A general view shows a Wall Street sign outside the New York Stock Exchange (NYSE) in New York – Copyright AFP MANDEL NGAN
The Federal Reserve is committed to bringing soaring US inflation back down to two percent, but that will take “a few years,” a top central banker said Tuesday.
The Fed this year has moved aggressively to raise interest rates to try to rein in price surges that have hit American families, and central bankers, notably Fed chief Jerome Powell, have doused any hopes they would alter course anytime soon.
New York Federal Reserve Bank President John Williams echoed Powell’s tough comments, saying the benchmark lending rate will have to remain high for some time to bring demand back into line with supply.

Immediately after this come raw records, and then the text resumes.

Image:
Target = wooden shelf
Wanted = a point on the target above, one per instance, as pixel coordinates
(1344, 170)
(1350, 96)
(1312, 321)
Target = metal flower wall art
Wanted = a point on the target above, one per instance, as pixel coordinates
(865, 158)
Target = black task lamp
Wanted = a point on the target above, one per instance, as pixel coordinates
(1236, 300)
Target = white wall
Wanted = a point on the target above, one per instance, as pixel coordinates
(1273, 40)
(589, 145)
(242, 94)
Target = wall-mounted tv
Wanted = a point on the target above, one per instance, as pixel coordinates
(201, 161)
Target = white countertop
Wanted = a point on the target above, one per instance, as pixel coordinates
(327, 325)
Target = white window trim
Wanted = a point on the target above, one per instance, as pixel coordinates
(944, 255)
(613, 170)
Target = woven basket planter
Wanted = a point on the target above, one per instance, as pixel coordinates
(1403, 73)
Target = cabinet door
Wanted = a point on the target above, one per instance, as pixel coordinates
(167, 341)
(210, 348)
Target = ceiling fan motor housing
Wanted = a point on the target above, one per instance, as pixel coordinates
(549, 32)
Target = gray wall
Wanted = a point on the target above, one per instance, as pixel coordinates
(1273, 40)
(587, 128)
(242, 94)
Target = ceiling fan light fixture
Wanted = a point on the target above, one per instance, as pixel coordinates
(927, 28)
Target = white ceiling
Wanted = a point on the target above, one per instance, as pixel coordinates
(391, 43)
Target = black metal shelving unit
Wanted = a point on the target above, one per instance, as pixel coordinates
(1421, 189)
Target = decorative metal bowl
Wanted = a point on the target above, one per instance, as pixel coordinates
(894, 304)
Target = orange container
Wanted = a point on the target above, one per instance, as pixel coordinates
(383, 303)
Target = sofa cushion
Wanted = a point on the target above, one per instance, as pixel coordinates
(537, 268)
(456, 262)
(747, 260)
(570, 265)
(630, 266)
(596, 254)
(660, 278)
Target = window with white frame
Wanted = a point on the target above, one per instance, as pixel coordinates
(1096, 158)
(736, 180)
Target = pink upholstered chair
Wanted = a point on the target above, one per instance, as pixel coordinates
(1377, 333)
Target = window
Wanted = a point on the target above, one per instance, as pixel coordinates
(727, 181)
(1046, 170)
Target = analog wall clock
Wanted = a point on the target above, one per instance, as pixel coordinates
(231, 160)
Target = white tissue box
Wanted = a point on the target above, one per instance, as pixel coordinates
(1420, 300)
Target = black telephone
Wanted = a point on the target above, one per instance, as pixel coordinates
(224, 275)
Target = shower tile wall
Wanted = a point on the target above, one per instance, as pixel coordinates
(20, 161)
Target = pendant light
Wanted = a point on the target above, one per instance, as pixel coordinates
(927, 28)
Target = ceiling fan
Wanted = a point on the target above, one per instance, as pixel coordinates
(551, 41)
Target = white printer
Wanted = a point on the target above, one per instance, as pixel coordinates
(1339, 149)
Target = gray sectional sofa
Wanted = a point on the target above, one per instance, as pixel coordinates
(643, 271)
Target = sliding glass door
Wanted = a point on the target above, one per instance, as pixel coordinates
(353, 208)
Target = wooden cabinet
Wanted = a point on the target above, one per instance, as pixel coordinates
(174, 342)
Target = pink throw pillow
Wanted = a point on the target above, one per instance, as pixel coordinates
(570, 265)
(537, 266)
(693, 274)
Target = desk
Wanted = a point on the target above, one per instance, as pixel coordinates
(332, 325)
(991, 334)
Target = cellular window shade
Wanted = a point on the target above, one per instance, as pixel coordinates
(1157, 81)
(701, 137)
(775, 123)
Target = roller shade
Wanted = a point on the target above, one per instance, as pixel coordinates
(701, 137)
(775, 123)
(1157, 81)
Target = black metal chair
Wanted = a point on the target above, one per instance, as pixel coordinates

US annual inflation ebbed slightly in July to a still-painfully high 8.5 percent, and Williams said the Fed is “absolutely committed” to achieving the two-percent goal.
“The situation is very challenging. Inflation is very high. The economy has a lot of crosscurrents. I do think it will take a few years, but we’re going to get that done,” Williams said in a discussion with The Wall Street Journal.
The Fed has increased the key lending rate four times this year, including two supersized 0.75 percentage point hikes in June and July, and Powell said Friday another similar increase is possible next month as well.
Inflation was already high at the start of the year and spiked globally following the Russian invasion of Ukraine, but gas prices at the pump have been moving down in recent weeks, taking some of the pressure off American consumers.
That in turn led to a jump in consumer confidence in August, according to The Conference Board’s monthly survey released Tuesday.
But the US labor market remains very strong, which the Fed fears will add fuel to the inflation fires as wages rise.
New data from the Labor Department Tuesday showed that after dipping in June, job openings rebounded slightly in July, which means there are about two positions available for every unemployed person in the country.
The Fed on Friday will get a look at one more employment report before its September 20-21 policy meeting, and will look for a slowdown after the surprise surge in July.
Williams said the September policy decision will depend on the data, but added “it’s clear that we need to get interest rates significantly higher by the end of the year.”
Inflation is “far too high. And that’s really what we’re focusing on.”